Number Of Ingredients 9

cooking spray
3 green onions
1 (10 ounce) can mushroom pieces, drained
2 tablespoons butter
2 tablespoons cornstarch
½ cup half-and-half
salt and ground black pepper to taste
1 pinch garlic powder, or to taste
10 slices sandwich bread

Steps:

  • Preheat oven to 350 degrees F (175 degrees C). Spray a baking sheet with cooking spray.
  • Chop green onions and mushrooms very finely, to a nearly paste-like consistency.
  • Melt butter in a small saucepan over medium heat; stir in green onions and mushrooms and cook and stir until fragrant, about 2 minutes. Whisk cornstarch into half-and-half; pour into mushroom mixture and cook, stirring often, until thickened, about 3 minutes. Season mushroom mixture with salt, pepper, and garlic powder.
  • Roll bread slices with a rolling pin until very flat and thin. Spread mushroom mixture evenly onto flattened bread; tightly roll up bread slices. Slice each bread tube into 1-inch thick rounds; place rounds onto a baking sheet.
  • Bake in the preheated oven until bread is browned, about 10 minutes.

Nutrition Facts : Calories 117.8 calories, Carbohydrate 16.5 g, Cholesterol 10.6 mg, Fat 4.6 g, Fiber 1.4 g, Protein 2.9 g, SaturatedFat 2.5 g, Sodium 328.5 mg, Sugar 1.8 g

Tips:

  • To make the perfect brie and crab soup, use high-quality ingredients.
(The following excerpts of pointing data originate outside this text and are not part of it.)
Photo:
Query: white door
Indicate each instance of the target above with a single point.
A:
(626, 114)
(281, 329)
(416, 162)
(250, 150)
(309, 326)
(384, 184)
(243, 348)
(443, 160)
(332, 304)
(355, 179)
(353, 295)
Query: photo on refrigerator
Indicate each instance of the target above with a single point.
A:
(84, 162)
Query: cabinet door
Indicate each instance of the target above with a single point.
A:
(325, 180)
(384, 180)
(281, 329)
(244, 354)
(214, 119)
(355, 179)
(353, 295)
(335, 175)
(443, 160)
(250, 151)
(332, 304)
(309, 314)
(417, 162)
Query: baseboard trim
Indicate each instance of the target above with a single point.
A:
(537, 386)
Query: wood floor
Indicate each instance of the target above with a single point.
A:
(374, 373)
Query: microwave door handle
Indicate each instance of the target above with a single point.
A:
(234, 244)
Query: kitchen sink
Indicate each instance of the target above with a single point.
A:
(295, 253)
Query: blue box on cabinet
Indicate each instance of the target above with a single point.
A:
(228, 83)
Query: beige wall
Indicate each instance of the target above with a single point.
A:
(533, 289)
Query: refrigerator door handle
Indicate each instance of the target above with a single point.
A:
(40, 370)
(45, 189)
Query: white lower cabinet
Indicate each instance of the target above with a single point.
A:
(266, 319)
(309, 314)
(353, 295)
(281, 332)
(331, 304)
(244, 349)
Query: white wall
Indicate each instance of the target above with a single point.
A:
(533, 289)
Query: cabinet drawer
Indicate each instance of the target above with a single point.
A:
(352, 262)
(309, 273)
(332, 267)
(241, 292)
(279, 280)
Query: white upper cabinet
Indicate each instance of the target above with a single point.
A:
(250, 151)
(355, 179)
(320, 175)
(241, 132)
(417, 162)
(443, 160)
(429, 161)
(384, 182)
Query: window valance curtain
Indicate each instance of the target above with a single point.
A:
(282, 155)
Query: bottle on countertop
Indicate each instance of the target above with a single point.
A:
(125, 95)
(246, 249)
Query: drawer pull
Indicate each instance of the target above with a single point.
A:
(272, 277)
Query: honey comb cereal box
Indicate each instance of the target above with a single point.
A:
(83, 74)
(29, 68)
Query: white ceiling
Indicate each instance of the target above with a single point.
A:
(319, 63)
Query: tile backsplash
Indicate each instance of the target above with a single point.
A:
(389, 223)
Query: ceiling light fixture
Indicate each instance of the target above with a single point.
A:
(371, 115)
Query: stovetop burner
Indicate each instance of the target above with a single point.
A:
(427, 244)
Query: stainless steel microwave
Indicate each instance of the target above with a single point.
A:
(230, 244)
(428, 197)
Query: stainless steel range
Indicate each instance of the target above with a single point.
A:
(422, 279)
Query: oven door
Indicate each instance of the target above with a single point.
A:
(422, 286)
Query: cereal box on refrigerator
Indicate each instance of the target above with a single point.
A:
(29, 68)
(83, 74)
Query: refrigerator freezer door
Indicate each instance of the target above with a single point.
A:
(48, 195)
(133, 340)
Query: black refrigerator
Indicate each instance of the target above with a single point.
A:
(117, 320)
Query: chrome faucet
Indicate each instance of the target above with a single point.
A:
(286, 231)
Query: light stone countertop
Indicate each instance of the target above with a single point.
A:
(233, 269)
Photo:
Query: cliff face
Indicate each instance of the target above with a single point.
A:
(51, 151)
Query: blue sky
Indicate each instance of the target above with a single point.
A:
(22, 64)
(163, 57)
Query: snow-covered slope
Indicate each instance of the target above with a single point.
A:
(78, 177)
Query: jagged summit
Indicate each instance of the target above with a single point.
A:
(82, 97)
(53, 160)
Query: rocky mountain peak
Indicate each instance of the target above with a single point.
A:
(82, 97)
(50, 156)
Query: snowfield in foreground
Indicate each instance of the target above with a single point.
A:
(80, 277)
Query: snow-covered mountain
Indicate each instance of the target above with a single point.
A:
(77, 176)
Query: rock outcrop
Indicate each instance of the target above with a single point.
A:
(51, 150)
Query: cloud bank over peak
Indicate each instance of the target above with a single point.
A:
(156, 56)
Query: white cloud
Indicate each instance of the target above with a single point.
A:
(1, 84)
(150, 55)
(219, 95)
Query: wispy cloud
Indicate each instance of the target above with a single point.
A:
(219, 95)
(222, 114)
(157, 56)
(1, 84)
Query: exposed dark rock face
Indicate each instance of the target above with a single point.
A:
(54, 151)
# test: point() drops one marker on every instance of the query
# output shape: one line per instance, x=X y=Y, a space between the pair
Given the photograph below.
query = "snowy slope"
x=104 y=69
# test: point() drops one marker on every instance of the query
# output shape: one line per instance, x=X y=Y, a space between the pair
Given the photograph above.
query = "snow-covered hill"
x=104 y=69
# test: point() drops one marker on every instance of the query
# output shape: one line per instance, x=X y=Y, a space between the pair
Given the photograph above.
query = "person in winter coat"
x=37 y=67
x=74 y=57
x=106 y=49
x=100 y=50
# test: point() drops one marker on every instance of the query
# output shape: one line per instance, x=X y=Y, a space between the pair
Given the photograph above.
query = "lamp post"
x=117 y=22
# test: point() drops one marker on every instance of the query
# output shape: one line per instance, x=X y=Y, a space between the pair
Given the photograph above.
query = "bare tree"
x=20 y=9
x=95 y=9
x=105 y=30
Fresh crab meat, ripe brie cheese, and a flavorful broth are essential.
  • Don't be afraid to experiment with different types of bread for the croutons. A hearty sourdough or a crispy baguette would both be delicious.
  • If you don't have any sherry on hand, you can substitute dry white wine or even apple cider.
  • Garnish the soup with fresh herbs like chives or parsley for an extra pop of flavor and color.

Conclusion:

Brie and crab soup is a delicious and elegant dish that is perfect for any occasion. It is easy to make and can be tailored to your own taste preferences. Whether you serve it as a starter or a main course, this soup is sure to impress your guests.